In a sense, I suppose I am the picture of someone for whom breastfeeding has been successfully normalized. Advantages and disadvantages are pretty balanced for me, but I do it anyway. I am certainly subject to the pressures of my particular peer group, but I’m not consciously impressed by the scare tactics. I can keep nursing without vilifying formula companies, because their existence and marketing doesn’t feel threatening to me. (NB: I am speaking only for my own race/class/education/geographic position. I know the spiel, I promise.)

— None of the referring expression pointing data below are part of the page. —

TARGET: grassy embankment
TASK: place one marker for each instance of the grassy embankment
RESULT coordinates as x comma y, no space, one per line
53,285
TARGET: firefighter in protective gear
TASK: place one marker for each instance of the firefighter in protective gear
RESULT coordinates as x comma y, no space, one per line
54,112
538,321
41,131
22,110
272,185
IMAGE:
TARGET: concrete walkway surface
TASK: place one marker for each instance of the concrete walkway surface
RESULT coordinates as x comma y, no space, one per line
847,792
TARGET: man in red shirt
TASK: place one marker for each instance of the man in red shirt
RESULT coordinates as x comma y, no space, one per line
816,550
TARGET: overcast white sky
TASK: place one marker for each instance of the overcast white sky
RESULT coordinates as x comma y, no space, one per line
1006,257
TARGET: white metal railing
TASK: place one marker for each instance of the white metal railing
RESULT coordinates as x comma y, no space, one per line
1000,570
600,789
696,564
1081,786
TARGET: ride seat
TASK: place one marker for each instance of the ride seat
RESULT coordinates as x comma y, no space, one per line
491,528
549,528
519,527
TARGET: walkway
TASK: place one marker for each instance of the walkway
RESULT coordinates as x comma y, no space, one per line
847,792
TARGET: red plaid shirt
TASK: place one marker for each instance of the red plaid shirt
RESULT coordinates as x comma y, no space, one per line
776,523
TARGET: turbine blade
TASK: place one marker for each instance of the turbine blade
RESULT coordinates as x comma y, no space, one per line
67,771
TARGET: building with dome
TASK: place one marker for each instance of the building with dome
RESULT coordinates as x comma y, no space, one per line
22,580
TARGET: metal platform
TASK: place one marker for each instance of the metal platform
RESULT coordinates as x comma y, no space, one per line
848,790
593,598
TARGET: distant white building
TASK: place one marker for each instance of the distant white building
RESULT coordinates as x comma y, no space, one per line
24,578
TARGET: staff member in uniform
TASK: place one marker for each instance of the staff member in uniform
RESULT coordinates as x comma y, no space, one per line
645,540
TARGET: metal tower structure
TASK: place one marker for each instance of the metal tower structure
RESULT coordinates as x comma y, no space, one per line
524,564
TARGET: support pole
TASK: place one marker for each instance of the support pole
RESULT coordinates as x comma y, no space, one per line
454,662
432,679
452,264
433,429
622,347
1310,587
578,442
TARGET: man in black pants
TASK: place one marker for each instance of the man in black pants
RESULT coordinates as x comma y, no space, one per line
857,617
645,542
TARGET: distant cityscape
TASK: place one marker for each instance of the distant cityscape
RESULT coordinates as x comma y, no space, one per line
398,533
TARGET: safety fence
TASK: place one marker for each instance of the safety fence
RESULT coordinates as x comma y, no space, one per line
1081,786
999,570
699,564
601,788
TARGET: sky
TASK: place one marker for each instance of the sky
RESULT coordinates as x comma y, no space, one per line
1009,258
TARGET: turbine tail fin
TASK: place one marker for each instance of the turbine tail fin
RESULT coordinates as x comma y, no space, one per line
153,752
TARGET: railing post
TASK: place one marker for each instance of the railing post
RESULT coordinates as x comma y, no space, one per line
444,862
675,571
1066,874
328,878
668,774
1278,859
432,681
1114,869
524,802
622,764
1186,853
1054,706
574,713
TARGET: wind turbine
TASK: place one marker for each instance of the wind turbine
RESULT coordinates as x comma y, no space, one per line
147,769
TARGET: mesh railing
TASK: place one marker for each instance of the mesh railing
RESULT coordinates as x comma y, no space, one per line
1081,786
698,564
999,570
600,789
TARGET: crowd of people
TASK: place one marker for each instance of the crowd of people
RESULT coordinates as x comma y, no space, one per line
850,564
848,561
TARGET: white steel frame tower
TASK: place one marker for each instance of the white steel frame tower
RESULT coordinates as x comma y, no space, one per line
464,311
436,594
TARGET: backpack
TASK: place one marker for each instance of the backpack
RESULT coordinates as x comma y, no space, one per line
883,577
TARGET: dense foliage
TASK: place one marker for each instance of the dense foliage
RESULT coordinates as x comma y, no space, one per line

What I don’t feel especially moved to do is wax poetic about how beautiful it is, because I don’t find it especially more beautiful than other ways of relating to my children. I value feeling physically close to them, but I value it much more when I am sure it’s not just the affection I feel for my refrigerator. When the Bean comes to sit next to me on the porch swing here, when Jackalope, in a recent development, rests the SIDE of her head on my chest, that makes my heart swell. Jackalope latching right on in the delivery room was a great relief, because it suggested she might avoid the Bean’s early difficulties, but I also love watching her chow down on applesauce; she makes this kind of raptor shriek and launches herself bodily at the spoon. Likewise, it does my heart much good to see the Bean eat a pancake I have
mangled cut into his requested shape. “I want one shaped like Mama holding Jackalope,” he says, and, calling upon the spirits of Mary Cassatt and Kara Walker and Julia Child, I feed him.